Cidade Morta

[Continuação de "Grupo Avançado"]

A bordo do imenso helicóptero militar que nos transportava de Phoimoiré, na costa, até a cidade insular de Eycaster, eu, Jana, Martim e Susana, trocamos nossas últimas impressões sobre a missão que nos aguardava.

- Não gostei do modo como nos trataram - admitiu Martim. - Os militares quase sempre são condescendentes com civis, mas estes pareciam estar rindo de nós pelas costas.

- Não foi impressão - redarguiu Jana friamente. - Ouvi alguns comentários de passagem, que me fazem pensar que estamos entrando numa fria.

- Que espécie de... comentários? - Indagou Susana apreensiva.

- Algo sobre iscas de pesca... do tipo que se debate e chama a atenção dos peixes - prosseguiu Jana, expressão fechada.

- As duas unidades ADA, pelo menos são novas? - Inquiriu Martim.

- Não sei... não foram apresentadas antes do embarque - repliquei. - Devem estar junto com a carga.

- Por onde vamos começar? - Susana parecia querer mudar o rumo da conversa.

- Vamos descer no heliponto do Complexo Hospitalar Berceaumès - declarei. - Sugiro que façamos a verificação do local seguro e comecemos imediatamente o trabalho.
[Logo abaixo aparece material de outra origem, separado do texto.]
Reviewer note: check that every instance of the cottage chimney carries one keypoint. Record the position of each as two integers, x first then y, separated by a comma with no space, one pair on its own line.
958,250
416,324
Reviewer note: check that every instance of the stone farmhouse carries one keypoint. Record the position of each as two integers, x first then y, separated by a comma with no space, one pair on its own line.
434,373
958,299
Pelo tempo local...

Consultei meu relógio de pulso.

- ... ainda teremos seis horas de luz do dia. As unidades ADA guardam o perímetro durante a noite, e ao amanhecer retomamos a avaliação.

- Certo - acedeu Susana.

- OK, por mim - concordou Martim.

- Quanto antes começarmos, melhor - Jana deu de ombros.

O piloto do helicóptero nos avisou que estávamos descendo para as coordenadas de pouso. Vista dali, a cidade era muito mais impressionante do que nas imagens aéreas dos drones militares. E, daquela altura, as carcaças enferrujadas de automóveis que enchiam as ruas, davam-lhes um simulacro de movimento.

- Que espécie de arma usaram aqui? - Indagou Susana. - As construções não parecem ter sido muito atingidas...

- Acho que pretendiam reutilizar a cidade... da mesma forma que nós - repliquei. - Mas os militares não nos informaram o que aconteceu aqui; apenas, que a população foi... desintegrada.

- Sem afetar os prédios? - Insistiu Susana, intrigada.

- É uma tecnologia de que não dispomos - avaliou Martim. - E, pensando bem, é melhor que não a tenhamos mesmo.

- Vejam a coisa pelo lado bom - atalhou Jana com um sorriso sardônico. - Pelo menos, não precisaremos nos preocupar com radiação... ou toxinas.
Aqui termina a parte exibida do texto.